Nach seinen eigenen Prognosen wird er 2014 die Staatsschulden von 17,3 auf 18,2 Billionen Dollar erhöht haben. Dass ausgerechnet er Deutschland Ratschläge gibt, wie man mit Staatsfinanzen besser umgeht, zeugt von einer eigenwilligen Kenntnis im Verhältnis zwischen Bock und Gärtner.

Das gleiche gilt für die Anstrengung um Wettbewerbsfähigkeit und Exporterfolge. Anders als Deutschland machen die USA pro Tag (!) ein Handelsbilanzdefizit von einer Milliarde Dollar. Die Leistungsbilanz ist seit 1991 defizitär und schwankt seit zehn Jahren zwischen 300 und 800 Milliarden Dollar pro Jahr. Kurzum: Amerika lebt dramatisch über seine Verhältnisse und kommt nur durch Auslandskredite über die Runden.

Mittlerweile sind die USA alleine bei China mit mehr als 1,3 Billionen Dollar verschuldet. Und nicht einmal das reicht aus. Immer größer wird der Anteil der Staatsschuld, den die eigene Notenbank – eine Kardinalsünde der Geldpolitik – aufkauft. Nur einmal in der Geschichte der USA lag der Anteil der Staatsanleihen, der von der Fed gehalten wurde, so hoch wie heute: 1944. Damals musste Amerika den Weltkrieg finanzieren, heute geht es nur um linke Konjunkturpolitik. Es ist unfassbar, aber Obama hat in seiner Präsidentschaft volle sieben Billionen Dollar neue Schulden gemacht. Er wird als der größte Schuldenmacher in die Geschichte der Menschheit eingehen.

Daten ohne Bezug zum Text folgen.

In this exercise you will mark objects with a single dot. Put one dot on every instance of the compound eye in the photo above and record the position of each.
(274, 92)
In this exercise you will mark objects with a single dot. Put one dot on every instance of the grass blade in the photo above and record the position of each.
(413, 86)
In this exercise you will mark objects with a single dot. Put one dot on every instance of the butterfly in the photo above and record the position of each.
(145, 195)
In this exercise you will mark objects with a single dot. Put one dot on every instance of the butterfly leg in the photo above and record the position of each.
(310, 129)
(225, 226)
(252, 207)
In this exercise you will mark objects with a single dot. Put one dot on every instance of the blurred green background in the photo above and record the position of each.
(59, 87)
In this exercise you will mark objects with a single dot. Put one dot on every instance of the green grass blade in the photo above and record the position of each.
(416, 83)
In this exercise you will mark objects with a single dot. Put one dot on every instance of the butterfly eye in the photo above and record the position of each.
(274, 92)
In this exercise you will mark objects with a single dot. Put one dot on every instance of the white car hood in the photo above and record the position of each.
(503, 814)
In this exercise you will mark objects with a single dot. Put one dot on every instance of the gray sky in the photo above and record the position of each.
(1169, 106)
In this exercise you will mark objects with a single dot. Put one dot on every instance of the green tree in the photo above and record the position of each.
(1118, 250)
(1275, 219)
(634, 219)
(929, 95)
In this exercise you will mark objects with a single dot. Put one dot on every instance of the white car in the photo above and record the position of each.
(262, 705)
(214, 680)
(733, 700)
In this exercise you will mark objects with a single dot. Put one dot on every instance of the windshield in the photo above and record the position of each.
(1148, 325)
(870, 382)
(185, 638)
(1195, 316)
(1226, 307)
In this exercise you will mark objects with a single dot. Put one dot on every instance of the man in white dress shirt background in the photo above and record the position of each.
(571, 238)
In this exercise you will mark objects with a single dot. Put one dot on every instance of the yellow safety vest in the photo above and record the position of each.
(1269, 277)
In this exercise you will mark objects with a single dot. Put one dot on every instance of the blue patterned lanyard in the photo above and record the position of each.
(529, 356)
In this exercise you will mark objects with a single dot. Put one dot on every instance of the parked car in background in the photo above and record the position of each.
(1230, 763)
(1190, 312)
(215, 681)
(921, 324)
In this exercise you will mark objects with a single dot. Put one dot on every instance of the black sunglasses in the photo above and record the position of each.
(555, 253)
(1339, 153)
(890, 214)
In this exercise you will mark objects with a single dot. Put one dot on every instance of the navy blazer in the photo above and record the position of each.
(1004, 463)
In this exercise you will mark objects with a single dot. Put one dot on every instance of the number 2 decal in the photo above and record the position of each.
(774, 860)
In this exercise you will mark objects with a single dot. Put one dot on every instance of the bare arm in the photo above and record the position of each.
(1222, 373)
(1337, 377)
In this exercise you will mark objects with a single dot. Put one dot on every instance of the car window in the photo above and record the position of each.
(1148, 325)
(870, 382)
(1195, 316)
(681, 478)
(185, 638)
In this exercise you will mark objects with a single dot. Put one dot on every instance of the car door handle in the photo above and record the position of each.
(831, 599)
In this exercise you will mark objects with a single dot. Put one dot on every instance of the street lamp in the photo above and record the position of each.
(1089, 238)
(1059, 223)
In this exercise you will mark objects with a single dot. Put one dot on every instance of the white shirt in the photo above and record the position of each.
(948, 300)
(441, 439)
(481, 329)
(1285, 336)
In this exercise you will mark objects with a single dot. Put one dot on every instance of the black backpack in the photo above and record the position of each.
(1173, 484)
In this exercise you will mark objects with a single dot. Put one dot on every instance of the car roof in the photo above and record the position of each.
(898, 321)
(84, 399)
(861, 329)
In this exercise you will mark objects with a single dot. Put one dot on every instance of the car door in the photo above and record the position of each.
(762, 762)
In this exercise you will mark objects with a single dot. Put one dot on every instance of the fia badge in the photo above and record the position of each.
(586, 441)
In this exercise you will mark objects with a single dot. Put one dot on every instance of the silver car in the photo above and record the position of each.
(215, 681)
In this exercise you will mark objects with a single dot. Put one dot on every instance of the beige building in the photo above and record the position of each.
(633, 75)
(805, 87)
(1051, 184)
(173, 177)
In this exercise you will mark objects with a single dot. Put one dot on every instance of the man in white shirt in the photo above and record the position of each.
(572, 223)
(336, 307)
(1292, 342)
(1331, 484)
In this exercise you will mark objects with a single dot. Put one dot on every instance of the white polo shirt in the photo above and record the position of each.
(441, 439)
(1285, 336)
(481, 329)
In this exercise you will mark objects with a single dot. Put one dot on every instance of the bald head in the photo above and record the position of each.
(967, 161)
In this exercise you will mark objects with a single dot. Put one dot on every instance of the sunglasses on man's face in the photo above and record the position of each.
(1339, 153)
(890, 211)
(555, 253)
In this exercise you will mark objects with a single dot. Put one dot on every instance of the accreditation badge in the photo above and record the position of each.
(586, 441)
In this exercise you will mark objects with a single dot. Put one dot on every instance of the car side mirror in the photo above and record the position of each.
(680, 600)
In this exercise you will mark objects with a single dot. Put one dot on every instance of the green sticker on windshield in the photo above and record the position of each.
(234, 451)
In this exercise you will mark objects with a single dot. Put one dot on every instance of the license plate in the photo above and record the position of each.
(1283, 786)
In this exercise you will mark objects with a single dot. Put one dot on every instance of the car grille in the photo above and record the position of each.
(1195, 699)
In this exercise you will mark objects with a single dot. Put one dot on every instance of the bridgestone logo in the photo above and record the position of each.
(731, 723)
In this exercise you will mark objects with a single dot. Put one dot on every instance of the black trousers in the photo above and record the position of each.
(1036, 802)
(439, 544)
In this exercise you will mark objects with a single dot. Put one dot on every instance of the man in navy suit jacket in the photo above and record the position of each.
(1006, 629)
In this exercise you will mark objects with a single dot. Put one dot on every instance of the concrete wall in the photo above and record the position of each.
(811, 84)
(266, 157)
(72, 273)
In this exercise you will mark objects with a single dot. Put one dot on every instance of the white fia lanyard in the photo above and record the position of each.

Lew sollte sich also lieber an die eigene Schuldennase fassen, als die besorgten, fleißigen und vorsichtigen Deutschen zu attackieren. Schäuble zu Konjunkturprogrammen auf Pump zu drängen, ist in etwa so, als würde ein Alkoholiker seinen nüchternen Freund zum fröhlichen Koma-Saufen ermuntern. Den legendären Kneipenspruch „Wo früher eine Leber war, ist heute eine Minibar” kann man also amerikanisch abwandeln: „Was früher eine Weltmacht war, ist heute eine Schuldnerschar.”


Diese Kolumne ist Teil der Reihe "What's right?", die Wolfram Weimer wöchentlich für das Handelsblatt schreibt.